#29589 closed defect (bug) (fixed)
term_exists() short-circuits and results in duplicate inserts.
Reported by: | georgestephanis | Owned by: | boonebgorges |
---|---|---|---|
Milestone: | 4.1 | Priority: | normal |
Severity: | normal | Version: | 4.1 |
Component: | Taxonomy | Keywords: | has-patch 2nd-opinion |
Focuses: | Cc: |
Description
If you are using a term that gets stripped down to an empty string -- like //
or >>
by sanitize_title()
then it will be able to be inserted into the database properly, but any future checks to term_exists()
will lie to you and tell you that it doesn't exist.
This is inconsistent behavior, and can cause database errors where keys are duplicated as it tries to insert the same term into the database twice.
Here's some unit tests that demonstrate the current issue. I'm not sure the ideal place to fix it, I suspect it's the conditional in term_exists, but we may want to just modify terms to always reject something that can't produce a slug. Uncertain.
Attachments (2)
Change History (8)
#3
@
10 years ago
- Milestone changed from Awaiting Review to 4.1
- Owner set to boonebgorges
- Status changed from new to assigned
#4
@
10 years ago
- Keywords has-patch 2nd-opinion added; needs-patch removed
Confirmed. Thanks for the report and for the unit tests, georgestephanis.

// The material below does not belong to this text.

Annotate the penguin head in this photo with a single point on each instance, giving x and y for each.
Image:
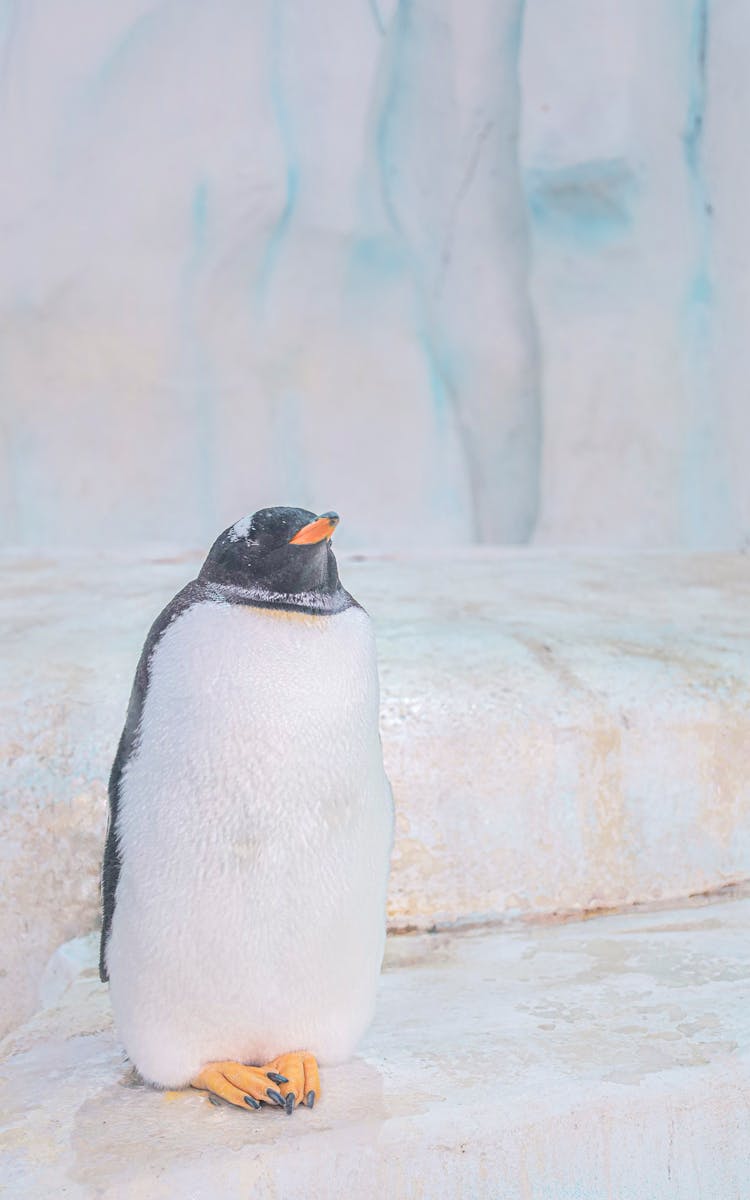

Your second test is sorta redundant - since wp_set_object_terms()
ultimately falls back onto term_exists()
, we don't need it.
I'm not sure the ideal place to fix it, I suspect it's the conditional in term_exists, but we may want to just modify terms to always reject something that can't produce a slug.
My thought is that we should ditch the special check for empty slugs altogether. It looks like the only purpose it serves is to save a database query in case a slug has sanitized down to an empty string. But the query is definitely not worth saving if it causes a short circuit like this.
29589.1 is my proposed fix. Note that this will lead to a slight change in behavior: when you pass a slug that sanitizes to an empty string, the function returns null
rather than 0
. Checking this kind of slug is already an edge case; the possibility that someone is doing a strictly typed check of this return value is an even bigger edge case. Plus, returning null
is in keeping with the behavior of the rest of cases when terms are not found. So I think the change is a good one. I've updated the relevant existing unit test (test_term_exists_term_trimmed_to_empty_string()
) to reflect the change. I've also updated the docblock, which was incorrect to begin with.
To hopefully save someone some blame tracking, this is due to
https://core.trac.wordpress.org/browser/trunk/src/wp-includes/taxonomy.php?annotate=blame#L1680
which goes back to [8433] and #6593 --
So it always says the term doesn't exist (returning 0) if it sanitizes down to an empty string.